Up a winding flight of stairs in the Tiananmen Building at Goldsmiths University chimes the delicate sound of an oud being tuned. The small, lute-like instrument is native to the Middle East and is a central feature of any traditional Arabic folk song. Around the corner, a man looks up, somewhat abashed, from the melody he is gently picking out to usher us into the Natura Café, the venue for “Palestine Verses: spoken word and song night”. The evening was hosted by the Palestine Society at Goldsmiths and Interpal, a British charity and humanitarian aid agency as a way of exploring Palestinian culture and, in so doing, raising awareness about the plight of the Palestinian people left in poverty and desperation as the winter months approach.
Ibrahim Sincere, a hip hop poet and artist from London, introduced the evening by discussing Interpal’s “Light Up A Life” campaign; it’s a project which supports safe lighting for Palestinians in the Occupied Territories and in refugee camps in Lebanon and Jordan. For many Palestinians, electricity is scarce. Frequent power outages and ageing appliances combined with seasonal risks of flooding leave many families at high risk of electrical accidents. All proceeds raised from the event at Goldsmiths were put towards helping to buy safe, LED light bulbs, Ibrahim informed the audience.

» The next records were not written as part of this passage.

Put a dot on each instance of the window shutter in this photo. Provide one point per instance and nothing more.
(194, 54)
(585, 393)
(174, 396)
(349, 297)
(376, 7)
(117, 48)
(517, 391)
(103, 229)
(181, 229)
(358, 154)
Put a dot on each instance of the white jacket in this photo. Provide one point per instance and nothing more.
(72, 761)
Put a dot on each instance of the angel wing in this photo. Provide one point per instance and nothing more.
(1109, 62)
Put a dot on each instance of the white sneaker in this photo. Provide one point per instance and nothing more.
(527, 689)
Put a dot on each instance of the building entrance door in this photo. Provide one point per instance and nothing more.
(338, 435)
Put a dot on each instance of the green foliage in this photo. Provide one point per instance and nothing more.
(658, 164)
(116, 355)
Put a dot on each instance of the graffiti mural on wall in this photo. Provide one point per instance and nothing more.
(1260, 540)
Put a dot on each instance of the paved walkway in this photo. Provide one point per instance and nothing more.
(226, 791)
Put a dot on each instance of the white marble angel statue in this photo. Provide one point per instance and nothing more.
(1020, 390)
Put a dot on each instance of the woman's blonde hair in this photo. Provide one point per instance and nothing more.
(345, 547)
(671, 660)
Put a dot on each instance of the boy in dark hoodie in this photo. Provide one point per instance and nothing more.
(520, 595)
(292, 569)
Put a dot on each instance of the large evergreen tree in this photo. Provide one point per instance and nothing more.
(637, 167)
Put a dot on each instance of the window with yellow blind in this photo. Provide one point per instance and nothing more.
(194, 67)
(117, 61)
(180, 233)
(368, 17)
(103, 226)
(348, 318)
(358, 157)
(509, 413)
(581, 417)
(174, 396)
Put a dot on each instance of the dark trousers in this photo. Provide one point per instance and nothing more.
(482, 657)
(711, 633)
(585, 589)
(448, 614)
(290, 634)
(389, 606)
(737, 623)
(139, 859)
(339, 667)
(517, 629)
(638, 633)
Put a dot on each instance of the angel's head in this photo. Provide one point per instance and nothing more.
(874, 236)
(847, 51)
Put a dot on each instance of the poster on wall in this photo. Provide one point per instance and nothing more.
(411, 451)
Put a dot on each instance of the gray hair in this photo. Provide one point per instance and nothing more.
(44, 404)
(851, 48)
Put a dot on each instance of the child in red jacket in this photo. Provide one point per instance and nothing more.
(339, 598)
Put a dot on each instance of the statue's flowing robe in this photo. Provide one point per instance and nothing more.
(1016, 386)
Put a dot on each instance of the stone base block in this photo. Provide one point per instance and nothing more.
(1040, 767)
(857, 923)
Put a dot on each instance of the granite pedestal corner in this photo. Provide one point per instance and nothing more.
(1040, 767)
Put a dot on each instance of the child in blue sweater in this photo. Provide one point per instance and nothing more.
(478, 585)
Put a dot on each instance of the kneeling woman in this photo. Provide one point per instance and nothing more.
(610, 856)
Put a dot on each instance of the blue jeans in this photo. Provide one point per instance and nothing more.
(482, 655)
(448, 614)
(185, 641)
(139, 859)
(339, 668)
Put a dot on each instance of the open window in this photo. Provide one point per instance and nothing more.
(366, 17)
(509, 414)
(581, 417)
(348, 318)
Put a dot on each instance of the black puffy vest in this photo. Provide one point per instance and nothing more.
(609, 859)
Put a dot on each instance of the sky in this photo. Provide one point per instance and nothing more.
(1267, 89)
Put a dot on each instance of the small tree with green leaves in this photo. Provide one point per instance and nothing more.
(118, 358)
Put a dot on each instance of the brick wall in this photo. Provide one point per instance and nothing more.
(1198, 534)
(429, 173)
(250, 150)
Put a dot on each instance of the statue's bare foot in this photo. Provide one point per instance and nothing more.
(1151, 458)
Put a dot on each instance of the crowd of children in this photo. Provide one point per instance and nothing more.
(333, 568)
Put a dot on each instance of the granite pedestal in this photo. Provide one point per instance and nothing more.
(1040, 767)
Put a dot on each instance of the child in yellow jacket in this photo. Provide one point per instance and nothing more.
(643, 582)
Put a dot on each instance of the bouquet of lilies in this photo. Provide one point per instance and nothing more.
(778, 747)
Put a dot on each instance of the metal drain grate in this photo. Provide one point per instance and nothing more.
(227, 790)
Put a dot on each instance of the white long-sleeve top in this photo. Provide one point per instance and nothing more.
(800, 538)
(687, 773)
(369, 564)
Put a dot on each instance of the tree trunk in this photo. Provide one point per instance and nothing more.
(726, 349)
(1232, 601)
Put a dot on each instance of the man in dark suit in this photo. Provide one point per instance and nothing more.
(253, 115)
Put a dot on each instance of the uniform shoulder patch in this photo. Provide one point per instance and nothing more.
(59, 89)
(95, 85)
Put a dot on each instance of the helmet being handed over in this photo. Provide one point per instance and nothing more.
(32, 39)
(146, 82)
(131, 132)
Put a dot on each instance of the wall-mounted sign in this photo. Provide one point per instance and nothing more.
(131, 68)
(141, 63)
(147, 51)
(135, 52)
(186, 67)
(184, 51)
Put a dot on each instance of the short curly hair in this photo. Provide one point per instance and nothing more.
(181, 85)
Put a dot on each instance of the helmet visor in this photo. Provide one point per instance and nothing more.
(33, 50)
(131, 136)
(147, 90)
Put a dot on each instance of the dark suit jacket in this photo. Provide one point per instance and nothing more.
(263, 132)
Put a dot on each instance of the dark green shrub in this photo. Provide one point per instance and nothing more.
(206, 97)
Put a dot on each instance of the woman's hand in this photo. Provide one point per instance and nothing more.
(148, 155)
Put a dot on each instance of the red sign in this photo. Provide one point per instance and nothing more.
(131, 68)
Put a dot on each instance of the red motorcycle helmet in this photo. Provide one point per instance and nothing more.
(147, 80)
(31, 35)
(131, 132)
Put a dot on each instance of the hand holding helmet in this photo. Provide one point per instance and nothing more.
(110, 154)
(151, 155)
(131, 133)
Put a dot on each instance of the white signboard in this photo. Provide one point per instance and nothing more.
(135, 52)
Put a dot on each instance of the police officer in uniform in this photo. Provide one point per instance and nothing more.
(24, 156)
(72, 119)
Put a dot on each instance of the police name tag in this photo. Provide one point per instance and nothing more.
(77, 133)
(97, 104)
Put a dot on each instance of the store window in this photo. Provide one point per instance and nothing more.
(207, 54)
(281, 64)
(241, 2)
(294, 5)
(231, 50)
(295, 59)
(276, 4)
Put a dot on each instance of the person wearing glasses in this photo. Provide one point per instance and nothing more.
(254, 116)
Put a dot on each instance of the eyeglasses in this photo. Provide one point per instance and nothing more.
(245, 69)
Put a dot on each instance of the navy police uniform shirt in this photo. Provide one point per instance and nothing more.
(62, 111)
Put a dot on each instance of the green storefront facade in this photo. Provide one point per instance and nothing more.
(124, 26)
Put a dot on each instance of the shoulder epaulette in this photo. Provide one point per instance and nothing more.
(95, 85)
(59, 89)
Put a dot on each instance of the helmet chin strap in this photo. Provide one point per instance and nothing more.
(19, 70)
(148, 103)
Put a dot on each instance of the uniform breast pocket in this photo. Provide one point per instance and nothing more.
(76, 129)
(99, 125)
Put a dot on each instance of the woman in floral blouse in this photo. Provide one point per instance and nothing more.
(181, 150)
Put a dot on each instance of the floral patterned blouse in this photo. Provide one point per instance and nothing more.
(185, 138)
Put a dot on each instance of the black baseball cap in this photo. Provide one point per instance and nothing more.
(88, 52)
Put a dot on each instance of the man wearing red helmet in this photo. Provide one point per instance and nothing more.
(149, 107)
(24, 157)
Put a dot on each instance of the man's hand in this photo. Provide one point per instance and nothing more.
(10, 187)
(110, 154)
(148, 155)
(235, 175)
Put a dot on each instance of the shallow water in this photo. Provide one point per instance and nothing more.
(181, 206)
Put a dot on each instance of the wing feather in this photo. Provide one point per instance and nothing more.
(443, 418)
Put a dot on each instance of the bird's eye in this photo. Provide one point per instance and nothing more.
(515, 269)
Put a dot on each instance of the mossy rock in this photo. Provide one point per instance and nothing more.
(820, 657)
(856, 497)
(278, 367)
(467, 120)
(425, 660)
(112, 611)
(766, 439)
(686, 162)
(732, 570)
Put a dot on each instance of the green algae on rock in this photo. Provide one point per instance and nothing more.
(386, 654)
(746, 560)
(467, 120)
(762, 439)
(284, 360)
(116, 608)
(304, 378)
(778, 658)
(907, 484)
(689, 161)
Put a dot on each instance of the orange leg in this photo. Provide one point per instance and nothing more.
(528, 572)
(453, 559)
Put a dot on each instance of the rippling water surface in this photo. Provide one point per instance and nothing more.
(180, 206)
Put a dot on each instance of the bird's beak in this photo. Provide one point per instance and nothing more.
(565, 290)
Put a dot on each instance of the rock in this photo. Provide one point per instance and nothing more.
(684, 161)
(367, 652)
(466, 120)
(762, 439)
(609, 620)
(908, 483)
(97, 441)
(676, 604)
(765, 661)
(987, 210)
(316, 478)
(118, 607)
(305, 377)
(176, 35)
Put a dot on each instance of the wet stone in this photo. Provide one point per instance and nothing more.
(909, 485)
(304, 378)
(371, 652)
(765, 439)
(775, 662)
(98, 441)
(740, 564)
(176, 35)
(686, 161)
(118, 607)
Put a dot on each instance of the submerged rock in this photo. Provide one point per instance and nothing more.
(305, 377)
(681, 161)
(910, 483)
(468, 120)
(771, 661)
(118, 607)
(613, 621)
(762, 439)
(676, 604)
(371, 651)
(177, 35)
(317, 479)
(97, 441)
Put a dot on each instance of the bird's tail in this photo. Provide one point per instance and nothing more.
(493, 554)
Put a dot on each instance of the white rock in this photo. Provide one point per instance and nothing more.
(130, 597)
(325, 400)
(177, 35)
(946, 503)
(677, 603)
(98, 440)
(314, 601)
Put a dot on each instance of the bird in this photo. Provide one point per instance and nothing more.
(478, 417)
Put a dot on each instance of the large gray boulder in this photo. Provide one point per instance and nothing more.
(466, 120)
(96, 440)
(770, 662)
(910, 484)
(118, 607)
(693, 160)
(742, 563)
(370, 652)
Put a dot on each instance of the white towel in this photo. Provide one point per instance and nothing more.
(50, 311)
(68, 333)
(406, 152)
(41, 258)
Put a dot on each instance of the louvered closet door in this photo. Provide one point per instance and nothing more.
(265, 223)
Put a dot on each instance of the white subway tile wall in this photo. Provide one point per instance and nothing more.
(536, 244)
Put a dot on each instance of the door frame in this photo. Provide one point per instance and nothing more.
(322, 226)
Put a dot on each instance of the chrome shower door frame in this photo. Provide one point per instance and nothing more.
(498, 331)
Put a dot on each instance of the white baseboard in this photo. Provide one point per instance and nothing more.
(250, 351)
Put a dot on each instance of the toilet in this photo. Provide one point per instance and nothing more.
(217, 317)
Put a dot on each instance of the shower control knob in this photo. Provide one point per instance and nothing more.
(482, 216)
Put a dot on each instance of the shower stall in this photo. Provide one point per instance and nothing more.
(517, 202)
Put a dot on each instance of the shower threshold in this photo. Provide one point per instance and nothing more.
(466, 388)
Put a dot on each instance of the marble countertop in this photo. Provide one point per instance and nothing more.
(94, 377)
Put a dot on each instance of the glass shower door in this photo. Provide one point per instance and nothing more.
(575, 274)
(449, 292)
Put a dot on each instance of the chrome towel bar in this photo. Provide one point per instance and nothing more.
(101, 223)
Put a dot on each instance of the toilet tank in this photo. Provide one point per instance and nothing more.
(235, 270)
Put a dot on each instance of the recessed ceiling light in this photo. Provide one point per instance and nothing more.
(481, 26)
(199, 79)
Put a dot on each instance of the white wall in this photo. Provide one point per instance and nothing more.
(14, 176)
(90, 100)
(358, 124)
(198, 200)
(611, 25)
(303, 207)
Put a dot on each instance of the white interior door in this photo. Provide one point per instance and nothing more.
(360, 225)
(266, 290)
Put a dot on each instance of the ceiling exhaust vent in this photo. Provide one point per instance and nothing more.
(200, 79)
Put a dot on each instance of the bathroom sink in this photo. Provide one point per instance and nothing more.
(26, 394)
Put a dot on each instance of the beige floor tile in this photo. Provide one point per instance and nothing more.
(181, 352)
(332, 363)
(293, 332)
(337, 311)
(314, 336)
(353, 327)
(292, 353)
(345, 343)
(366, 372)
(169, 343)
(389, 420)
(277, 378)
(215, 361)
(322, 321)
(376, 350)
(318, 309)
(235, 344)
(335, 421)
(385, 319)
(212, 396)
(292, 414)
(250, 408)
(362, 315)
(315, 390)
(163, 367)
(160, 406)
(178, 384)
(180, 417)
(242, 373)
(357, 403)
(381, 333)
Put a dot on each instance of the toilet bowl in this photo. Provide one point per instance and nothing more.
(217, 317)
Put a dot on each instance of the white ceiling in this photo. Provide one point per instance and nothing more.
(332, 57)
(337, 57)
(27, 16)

The first person welcomed to the stage was Shabbir Hassan (aka Shabbir the Poet) who performed a selection of his poems about Palestine and his experience of being a young, Muslim millennial in contemporary Britain.
The highlight of the evening was singer/songwriter Maya K who blessed us all with her soulful voice singing Palestinian folk songs. Her style was informal, ranging from well-known Arab songs that she couldn’t stop the audience from joining in with great enthusiasm. The crowning moment of her performance was when she wound down from her otherwise lively set with a bit of experimental oud instrumentals and voice accompaniments, the combination of which permitted her accompanist to allow the vibrations of the strings to engulf the audience, showcasing the earthy beauty of the instrument intertwined with Maya’s haunting voice.
The two featured performances were broken up by Open Mic sessions, during which members of the audience were encouraged to perform their own poetry. If you’re looking to attend spoken word events in London keep a keen eye out for Jaipreet Kaur, Malak O and Eman Kotb; their performances were memorable and moving, with a genuine sense of empathy and care for refugees and those forcibly displaced from their homes.